Friday, 19 August 2016

Composite Databases

Composite (or Layered) Databases access data from other servers using REST. They open the possibility of integrating databases from multiple platforms incrementally using VIEWs. Data obtained from a remote system through a view is not stored locally, and if permissions have been appropriately set up, these views can be updatable.

The design should be interoperable across many platforms and DBMS, using the widely-implemented row-versioning mechanisms for DBMS and entity tags for HTTP (RFC7232). Both RVV and ETags can be strong validators that help with transaction management even in the absence of two-phase commit guarantees for transactions, and they also make updatable joins more intuitive. The mechanism offered in Pyrrho makes no assumptions on the format of these validators.

To make views work in this way in SQL, we need to be able to specify the resulting row type of the view and the URL to GET the source data. With some reasonable conventions on the REST interface this information can be sufficient to implement associated POST, PUT and DELETE operations (assuming that the remote data owners have made the necessary permissions available), and so the SQL view will be updatable using ordinary SQL INSERT, UPDATE and DELETE, with the  application of integrity and referential constraints, triggers etc.

The advantages for data integration are considerable, and I look forward to further work in this area.
For now, I offer a very simple example that you can try out. Suppose we have two databases A and B on different servers, and A offers a REST interface on port 8180 (see below). We suppose A is a generally-available list of employees, and B in the HR department gives details of their posts and salaries.

Let us define A and add some sample data:

create table D(eid int primary key, fname char, sname char)
insert into D values(1,'Joe','Soap'),(2,'Betty','Boop')

And B:

create table H(eid int primary key, job char, salary int)
insert into H values (1,'Cleaner',12500)
insert into H values (2,'Manager',31400)

HR will use the following mechamism to give a usable employee list:

create view W of (eid int, fname char, sname char) as get 'http://localhost:8180/A/A/D'
create view V as select * from W natural join H
select * from V

Creating the view copies no data!. And then the following changes work:
update v set fname='Elizabeth' where eid=2
insert into v(eid,fname,sname,job,salary) values(3,'Fred','Smith','Janitor',22160)
delete from v where sname='Soap'
delete from v where eid=2

The changes are applied to both databases as needed.
To set up the two servers on the local machine, you can use these commands:
For A: ospsvr
For B: ospsvr -p:5434 -s:0 -S:0
Then A uses Pyrrho's HTTP port 8180.
To set up the database A, use ospcmd A woth the above two lines.
To send the above commands for B use ospcmd -p:5434 B .

Of course, in practice things will not be quite so simple, but it is reasonable to assume some cooperation and suitable tuning from the REST providers, especially if they will be providing privileges to the composite database. In this way we can assure quality of the combined data without disturbing ownership of the data.

Wednesday, 10 August 2016

Updatable joins and views

Today's version has improvements for views and joins. Base tables referred to in views and joins can now be modified from the view or join using INSERT, UPDATE and DELETE, subject to the obvious restrictions.  To be modifable, the view and join definitions must not contain aggregations or distinct, and the join conditions must be composed of conjunctions of equality conditions.

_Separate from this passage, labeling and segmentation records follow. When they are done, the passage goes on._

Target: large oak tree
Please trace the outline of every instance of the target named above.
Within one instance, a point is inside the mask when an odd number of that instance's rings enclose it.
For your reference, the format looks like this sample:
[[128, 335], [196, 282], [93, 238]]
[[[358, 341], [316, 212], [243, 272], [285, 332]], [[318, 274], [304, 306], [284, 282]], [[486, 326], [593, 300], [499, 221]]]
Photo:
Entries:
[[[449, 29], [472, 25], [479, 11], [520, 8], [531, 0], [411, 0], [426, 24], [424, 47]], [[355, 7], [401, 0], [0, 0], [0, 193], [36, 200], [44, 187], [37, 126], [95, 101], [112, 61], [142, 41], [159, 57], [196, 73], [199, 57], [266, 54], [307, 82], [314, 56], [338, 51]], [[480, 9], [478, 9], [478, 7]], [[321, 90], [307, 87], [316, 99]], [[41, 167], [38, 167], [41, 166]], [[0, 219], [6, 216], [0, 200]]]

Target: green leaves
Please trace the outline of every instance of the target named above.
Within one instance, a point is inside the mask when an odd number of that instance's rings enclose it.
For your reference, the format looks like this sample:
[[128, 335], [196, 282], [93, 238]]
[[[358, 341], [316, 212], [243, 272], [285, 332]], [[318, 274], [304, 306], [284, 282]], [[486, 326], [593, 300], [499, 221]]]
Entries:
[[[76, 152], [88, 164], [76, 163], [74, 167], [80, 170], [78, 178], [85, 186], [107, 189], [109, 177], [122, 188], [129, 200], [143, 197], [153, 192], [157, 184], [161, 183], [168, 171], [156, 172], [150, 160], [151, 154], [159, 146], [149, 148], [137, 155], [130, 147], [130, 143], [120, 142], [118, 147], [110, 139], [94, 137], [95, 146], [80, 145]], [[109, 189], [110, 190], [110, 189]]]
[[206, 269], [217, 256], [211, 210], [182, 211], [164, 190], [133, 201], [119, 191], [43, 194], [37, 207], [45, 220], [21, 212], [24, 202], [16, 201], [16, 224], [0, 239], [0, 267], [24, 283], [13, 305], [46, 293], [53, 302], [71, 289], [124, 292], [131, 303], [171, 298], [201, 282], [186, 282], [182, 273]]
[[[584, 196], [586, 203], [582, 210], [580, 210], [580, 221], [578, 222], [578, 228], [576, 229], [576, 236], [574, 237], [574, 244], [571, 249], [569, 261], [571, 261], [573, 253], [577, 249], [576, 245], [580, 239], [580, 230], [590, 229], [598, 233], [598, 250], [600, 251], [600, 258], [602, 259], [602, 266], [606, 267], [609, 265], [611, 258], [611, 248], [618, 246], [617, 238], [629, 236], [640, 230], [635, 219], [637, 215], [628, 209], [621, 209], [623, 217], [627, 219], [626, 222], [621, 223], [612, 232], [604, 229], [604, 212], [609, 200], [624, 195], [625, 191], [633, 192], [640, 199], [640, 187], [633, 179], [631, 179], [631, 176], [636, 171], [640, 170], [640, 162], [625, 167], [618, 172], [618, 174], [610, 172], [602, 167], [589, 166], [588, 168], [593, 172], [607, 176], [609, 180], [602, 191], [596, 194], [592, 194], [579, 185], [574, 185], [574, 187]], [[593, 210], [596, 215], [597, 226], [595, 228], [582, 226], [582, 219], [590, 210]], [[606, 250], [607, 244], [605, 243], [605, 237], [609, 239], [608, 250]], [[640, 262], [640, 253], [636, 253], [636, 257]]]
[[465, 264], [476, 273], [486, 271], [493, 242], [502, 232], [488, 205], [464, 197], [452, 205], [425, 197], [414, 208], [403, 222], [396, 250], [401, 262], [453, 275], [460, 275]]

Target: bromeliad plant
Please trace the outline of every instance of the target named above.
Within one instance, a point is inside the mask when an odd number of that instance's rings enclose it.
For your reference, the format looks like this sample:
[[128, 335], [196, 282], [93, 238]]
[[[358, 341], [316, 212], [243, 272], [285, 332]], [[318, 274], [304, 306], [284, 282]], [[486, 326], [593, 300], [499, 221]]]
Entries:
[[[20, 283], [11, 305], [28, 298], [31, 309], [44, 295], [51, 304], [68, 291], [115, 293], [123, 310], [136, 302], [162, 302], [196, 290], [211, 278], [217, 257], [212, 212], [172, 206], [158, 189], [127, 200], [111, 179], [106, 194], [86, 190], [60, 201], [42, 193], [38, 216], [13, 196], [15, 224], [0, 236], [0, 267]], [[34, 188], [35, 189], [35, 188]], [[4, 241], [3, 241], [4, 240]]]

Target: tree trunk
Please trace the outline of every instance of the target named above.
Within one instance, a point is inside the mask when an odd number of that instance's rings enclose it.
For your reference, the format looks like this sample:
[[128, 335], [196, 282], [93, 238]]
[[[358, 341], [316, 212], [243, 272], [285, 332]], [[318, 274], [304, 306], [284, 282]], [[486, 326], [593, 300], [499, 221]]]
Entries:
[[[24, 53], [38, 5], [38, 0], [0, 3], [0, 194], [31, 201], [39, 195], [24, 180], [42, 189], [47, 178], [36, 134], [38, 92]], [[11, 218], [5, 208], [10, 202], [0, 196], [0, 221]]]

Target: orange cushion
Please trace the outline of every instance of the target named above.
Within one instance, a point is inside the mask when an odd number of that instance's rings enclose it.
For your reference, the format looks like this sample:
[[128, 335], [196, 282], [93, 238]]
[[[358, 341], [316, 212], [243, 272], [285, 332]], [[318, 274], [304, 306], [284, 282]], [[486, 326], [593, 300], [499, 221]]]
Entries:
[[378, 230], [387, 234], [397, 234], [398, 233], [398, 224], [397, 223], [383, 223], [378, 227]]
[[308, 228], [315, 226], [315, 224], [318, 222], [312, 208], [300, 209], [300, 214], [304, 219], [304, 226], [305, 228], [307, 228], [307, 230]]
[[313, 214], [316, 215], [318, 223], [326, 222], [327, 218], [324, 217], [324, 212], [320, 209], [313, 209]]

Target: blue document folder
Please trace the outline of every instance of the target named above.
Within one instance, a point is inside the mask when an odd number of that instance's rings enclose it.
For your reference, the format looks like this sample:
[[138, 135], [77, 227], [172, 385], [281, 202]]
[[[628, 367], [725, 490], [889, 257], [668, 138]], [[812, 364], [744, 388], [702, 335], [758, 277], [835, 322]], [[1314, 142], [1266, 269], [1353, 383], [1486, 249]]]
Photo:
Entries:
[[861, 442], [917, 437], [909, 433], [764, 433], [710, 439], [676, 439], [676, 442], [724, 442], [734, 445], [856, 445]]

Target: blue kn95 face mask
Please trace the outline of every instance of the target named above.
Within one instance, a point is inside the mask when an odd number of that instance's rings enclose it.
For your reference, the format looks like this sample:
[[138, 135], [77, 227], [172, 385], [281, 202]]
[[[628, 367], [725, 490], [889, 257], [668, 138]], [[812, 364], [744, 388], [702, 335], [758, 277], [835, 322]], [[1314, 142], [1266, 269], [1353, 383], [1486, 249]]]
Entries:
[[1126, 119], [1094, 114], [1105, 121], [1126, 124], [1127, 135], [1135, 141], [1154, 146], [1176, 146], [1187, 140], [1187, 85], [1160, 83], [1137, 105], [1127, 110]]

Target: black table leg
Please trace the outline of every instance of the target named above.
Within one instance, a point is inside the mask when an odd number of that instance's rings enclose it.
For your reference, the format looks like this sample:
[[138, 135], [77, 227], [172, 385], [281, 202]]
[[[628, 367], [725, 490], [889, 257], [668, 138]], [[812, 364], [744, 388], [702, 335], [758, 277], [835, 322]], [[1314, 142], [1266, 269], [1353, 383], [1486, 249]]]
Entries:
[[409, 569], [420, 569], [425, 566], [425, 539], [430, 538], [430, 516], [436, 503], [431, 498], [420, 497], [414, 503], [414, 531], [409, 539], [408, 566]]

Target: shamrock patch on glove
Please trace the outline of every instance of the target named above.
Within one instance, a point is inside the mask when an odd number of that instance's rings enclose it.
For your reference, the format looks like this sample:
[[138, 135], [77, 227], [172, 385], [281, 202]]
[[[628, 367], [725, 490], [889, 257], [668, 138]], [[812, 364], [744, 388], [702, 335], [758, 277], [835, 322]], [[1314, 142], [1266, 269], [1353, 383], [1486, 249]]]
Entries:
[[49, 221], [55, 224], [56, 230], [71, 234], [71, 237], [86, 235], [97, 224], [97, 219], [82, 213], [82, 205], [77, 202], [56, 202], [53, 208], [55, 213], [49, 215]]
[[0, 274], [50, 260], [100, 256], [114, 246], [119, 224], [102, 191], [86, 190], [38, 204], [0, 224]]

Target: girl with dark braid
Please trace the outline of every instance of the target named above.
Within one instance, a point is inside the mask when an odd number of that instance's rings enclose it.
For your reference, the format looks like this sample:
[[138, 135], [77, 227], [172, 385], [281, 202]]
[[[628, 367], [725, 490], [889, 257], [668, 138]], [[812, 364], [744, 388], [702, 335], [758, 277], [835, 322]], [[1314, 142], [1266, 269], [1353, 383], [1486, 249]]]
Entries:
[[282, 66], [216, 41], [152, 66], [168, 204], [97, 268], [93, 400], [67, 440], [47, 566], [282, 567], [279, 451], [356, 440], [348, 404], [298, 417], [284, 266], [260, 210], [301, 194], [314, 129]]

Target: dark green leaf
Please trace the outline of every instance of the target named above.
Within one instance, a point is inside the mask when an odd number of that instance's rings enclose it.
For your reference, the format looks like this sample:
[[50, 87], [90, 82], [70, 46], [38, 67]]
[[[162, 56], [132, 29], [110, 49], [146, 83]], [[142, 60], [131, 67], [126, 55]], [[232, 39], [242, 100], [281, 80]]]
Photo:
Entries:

I notice that some DBMS including Oracle only allow one base table to be modified in such an operation. Pyrrho does not have this restruction.

Thursday, 4 August 2016

Bookmarks replace Enumerators

In today's new version of Pyrrho, use of .NET Enumerator classes has been replaced with Bookmarks.
Throughout the source code in the new version you will see for statements of the form
for (var a=b.First();a!=null;a=a.Next()) {..} instead of foreach(var a in b).
This is because bookmarks cannot be used with foreach; but they bring other advantages which this posting will try to explain.
A quick reminder of how .NET's IEnumerators work: given a collection class C, GetEnumerator() returns an IEnumerator which initially does not have any value (it points before the first item in the collection). On such an IEnumerator, MoveNext() returns a boolean saying whether a move to the next item in the collection succeeds, Current gives the current member of the collection and Reset repositions the enumerator back to before the start. Evidently such enumerators contain mutable data, and MoveNext will modify the internal structure of the Enumerator class.
Pyrrho takes transactions and program state obsessively seriously. I like to control side effects of everything. Pyrrho uses immutable data structures wherever possible, e.g. for trees and even databases. Bookmarks can be implemented using immutable data (all fields are readonly) and this is a great advantage from my viewpoint.
So if b is a member of a collection class C, we can have an associated bookmark class (probably called C.Bookmark), with the following standard methods: 
  • a static method New(b). If the colection is empty New(b) will return null), otherwise it gives a bookmark for the first member of the collection. b.First() is implemented as New(b).
  • an instance method Next() which returns a bookmark for the next member of the collection, or null if there is none.
  • value() to access the current member of the collection.
I will get around to benchmarking the new version soon to see what effect on execution speed this change brings, and in the meantime I welcome comments!